I am using Pacemaker with Corosync to set up a basic Apache HA cluster with 3 nodes running CentOS. For some reasons, I cannot get the apache resource started in pcs.
Cluster IP: 192.168.200.40
# pcs resource show ClusterIP
Resource: ClusterIP (class=ocf provider=heartbeat type=IPaddr2)
Attributes: cidr_netmask=24 ip=192.168.200.40
Operations: monitor interval=20s (ClusterIP-monitor-interval-20s)
start interval=0s timeout=20s (ClusterIP-start-interval-0s)
stop interval=0s timeout=20s (ClusterIP-stop-interval-0s)

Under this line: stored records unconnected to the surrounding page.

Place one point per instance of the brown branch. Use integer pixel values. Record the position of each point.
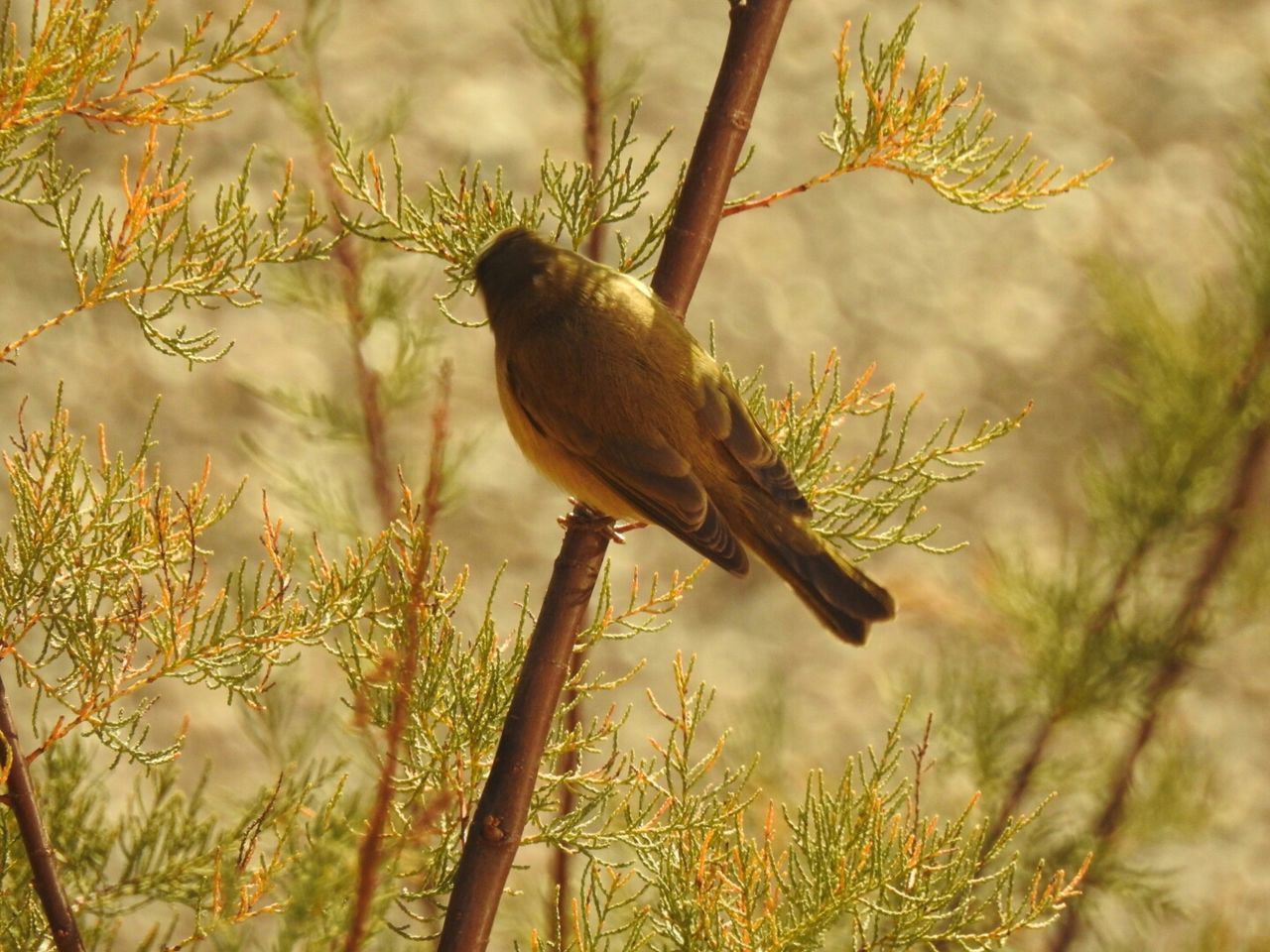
(1187, 638)
(503, 809)
(35, 838)
(1234, 404)
(751, 44)
(592, 103)
(370, 852)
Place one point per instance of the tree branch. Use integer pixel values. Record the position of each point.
(503, 809)
(751, 44)
(35, 837)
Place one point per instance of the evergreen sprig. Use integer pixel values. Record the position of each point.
(458, 212)
(930, 130)
(141, 248)
(878, 499)
(1095, 647)
(162, 853)
(107, 589)
(685, 848)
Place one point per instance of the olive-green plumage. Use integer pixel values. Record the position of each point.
(606, 393)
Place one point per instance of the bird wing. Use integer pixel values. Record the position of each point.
(644, 470)
(724, 414)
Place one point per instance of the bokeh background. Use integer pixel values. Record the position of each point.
(975, 311)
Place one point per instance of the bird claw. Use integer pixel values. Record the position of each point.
(584, 517)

# pcs resource show WebServer
Resource: WebServer (class=ocf provider=heartbeat type=apache)
Attributes: configfile=/etc/httpd/conf/httpd.conf statusurl=http://localhost/server-status
Operations: monitor interval=1min (WebServer-monitor-interval-1min)
start interval=0s timeout=40s (WebServer-start-interval-0s)
stop interval=0s timeout=60s (WebServer-stop-interval-0s)
# pcs status
Cluster name:
WARNING: corosync and pacemaker node names do not match (IPs used in setup?)
Stack: corosync
Current DC: server3.example.com (version 1.1.18-11.el7_5.2-2b07d5c5a9) - partition with quorum
Last updated: Thu Jun 7 21:59:09 2018
Last change: Thu Jun 7 21:45:23 2018 by root via cibadmin on server1.example.com
3 nodes configured
2 resources configured
Online: [ server1.example.com server2.example.com server3.example.com ]
Full list of resources:
ClusterIP (ocf::heartbeat:IPaddr2): Started server2.example.com
WebServer (ocf::heartbeat:apache): Stopped
Failed Actions:
* WebServer_start_0 on server3.example.com 'unknown error' (1): call=49, status=Timed Out, exitreason='',
last-rc-change='Thu Jun 7 21:46:03 2018', queued=0ms, exec=40002ms
* WebServer_start_0 on server1.example.com 'unknown error' (1): call=53, status=Timed Out, exitreason='',
last-rc-change='Thu Jun 7 21:45:23 2018', queued=0ms, exec=40003ms
* WebServer_start_0 on server2.example.com 'unknown error' (1): call=47, status=Timed Out, exitreason='',
last-rc-change='Thu Jun 7 21:46:43 2018', queued=1ms, exec=40002ms
Daemon Status:
corosync: active/enabled
pacemaker: active/enabled
pcsd: active/enabled
The httpd instance is enabled and running on all three nodes. The cluster IP and individual node IPs are able to access the web page. The ClusterIP resource also works well for failover. What may go wrong for the apache resource in this case?
Thank you very much!
Update:
Here is more information from the debug output. It seems the Apache is unable to bind to the port, but there is no error from the apache log, and systemctl status httpd
gave all green on all nodes. I can open web pages via the cluster IP and node IPs. The ClusterIP resource failover works fine, too. Any idea on why Apache resource doesn't work with pacemaker?
# pcs resource debug-start WebServer --full
Operation start for WebServer (ocf:heartbeat:apache) failed: 'Timed Out' (2)
> stderr: ERROR: (98)Address already in use: AH00072: make_sock: could not bind to address [::]:80 (98)Address already in use: AH00072: make_sock: could not bind to address 0.0.0.0:80 no listening sockets available, shutting down AH00015: Unable to open logs
> stderr: INFO: apache not running
> stderr: INFO: waiting for apache /etc/httpd/conf/httpd.conf to come up
> stderr: INFO: apache not running
> stderr: INFO: waiting for apache /etc/httpd/conf/httpd.conf to come up
> stderr: INFO: apache not running
> stderr: INFO: waiting for apache /etc/httpd/conf/httpd.conf to come up
> stderr: INFO: apache not running